Of course because we have increased the leverage in the system massively over the past 40 years, we went from the 1960s where printing $1 could lead to almost $1 worth of activity, to today where it takes over $5 to create $1 worth of GDP. The principle is the same, but the return on investment is just getting worse, that's all. For that reason we have been using a global liquidity index to track the size of the pile of money available, as it is the sole driver of financial assets prices at this point. Our EUR-USD 3M Libor analysis in comparison to the price of EURUSD if anything highlights how the availability of USD compared to EUR dominates the fluctuations of the currency pair and also drives the pricing of all assets, especially denominated in USD.
To illustrate, the recent fall in 3M Libor is driven by money fund managers chasing meager yields down to 25bps.
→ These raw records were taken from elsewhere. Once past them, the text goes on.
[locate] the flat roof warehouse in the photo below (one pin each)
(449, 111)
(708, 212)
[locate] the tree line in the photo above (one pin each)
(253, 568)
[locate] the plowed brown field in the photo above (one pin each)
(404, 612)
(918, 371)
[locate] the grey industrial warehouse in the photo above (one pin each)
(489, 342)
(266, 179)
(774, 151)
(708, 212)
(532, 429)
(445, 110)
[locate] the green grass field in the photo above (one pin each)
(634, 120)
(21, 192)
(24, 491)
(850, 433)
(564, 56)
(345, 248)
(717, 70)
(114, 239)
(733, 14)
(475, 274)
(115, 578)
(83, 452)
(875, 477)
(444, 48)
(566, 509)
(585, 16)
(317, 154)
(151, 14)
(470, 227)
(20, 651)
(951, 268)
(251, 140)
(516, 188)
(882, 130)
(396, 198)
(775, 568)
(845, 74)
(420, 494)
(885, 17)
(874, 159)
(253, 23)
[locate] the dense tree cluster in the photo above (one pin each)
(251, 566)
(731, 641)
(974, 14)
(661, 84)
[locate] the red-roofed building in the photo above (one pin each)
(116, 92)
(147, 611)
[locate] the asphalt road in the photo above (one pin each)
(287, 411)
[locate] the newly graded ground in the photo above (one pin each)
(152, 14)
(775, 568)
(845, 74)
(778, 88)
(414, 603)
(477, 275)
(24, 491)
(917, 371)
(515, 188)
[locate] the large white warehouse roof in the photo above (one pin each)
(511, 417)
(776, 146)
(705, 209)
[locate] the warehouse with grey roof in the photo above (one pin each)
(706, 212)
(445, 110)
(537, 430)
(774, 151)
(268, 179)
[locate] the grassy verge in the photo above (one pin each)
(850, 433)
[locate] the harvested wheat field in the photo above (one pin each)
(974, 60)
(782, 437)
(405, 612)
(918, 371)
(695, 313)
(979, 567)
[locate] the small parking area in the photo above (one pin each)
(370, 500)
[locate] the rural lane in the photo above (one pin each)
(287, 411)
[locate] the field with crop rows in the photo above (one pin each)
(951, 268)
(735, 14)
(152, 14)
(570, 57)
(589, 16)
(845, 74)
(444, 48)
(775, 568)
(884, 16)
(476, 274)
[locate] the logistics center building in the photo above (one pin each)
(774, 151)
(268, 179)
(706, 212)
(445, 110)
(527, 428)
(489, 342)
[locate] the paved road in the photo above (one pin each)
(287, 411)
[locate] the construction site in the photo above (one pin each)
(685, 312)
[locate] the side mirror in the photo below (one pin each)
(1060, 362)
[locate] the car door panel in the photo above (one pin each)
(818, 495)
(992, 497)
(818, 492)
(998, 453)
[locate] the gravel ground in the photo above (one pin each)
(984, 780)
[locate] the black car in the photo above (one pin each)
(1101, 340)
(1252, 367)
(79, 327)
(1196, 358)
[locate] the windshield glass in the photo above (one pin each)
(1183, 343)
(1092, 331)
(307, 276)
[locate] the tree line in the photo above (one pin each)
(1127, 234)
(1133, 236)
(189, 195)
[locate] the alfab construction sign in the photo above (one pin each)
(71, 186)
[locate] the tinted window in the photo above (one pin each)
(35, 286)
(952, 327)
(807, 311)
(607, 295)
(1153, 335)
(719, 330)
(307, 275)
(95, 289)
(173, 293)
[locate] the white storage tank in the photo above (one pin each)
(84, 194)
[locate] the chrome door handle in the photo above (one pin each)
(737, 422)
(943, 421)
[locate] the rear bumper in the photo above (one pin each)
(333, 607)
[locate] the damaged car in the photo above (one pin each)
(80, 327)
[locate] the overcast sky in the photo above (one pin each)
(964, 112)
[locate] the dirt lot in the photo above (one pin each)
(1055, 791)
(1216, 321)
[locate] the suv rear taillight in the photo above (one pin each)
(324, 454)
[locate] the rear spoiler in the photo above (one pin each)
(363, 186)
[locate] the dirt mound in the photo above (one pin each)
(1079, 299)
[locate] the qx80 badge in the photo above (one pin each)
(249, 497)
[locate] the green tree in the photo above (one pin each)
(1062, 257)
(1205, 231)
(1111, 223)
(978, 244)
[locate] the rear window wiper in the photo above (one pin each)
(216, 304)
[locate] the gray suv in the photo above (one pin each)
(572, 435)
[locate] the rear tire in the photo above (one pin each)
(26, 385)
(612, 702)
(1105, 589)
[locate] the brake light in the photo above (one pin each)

Speaking with a close friend who works on a CP/CD dealing desk at a major banks last night, he said that they just had their best day in 2 years and that money was piling into just about any paper that yields anything more than 25bps. If you speak to a 30Y US Treasury trader at a major dealer, he will tell you how the recent vertical steepening in the 10s/30s curve is due to real money accounts, especially out of Asia, trying to lock in decent coupons. With mortgages trading rich and the front of the curve being pancake flat, they are pushed to buy 10Y Treasuries extanding the flattening down to longer maturities which leads to a vertical steepening in the very long end: every action has a reaction...
With that in mind we understand better why US equities have been climbing their way into unjustified territory in the face of disappointing data and with a serious case for a double dip building up. That has been something we have tried to highlight and track the best we could, and led me to be bullish in the near term in equities when my big picture view is in fact extremely bearish.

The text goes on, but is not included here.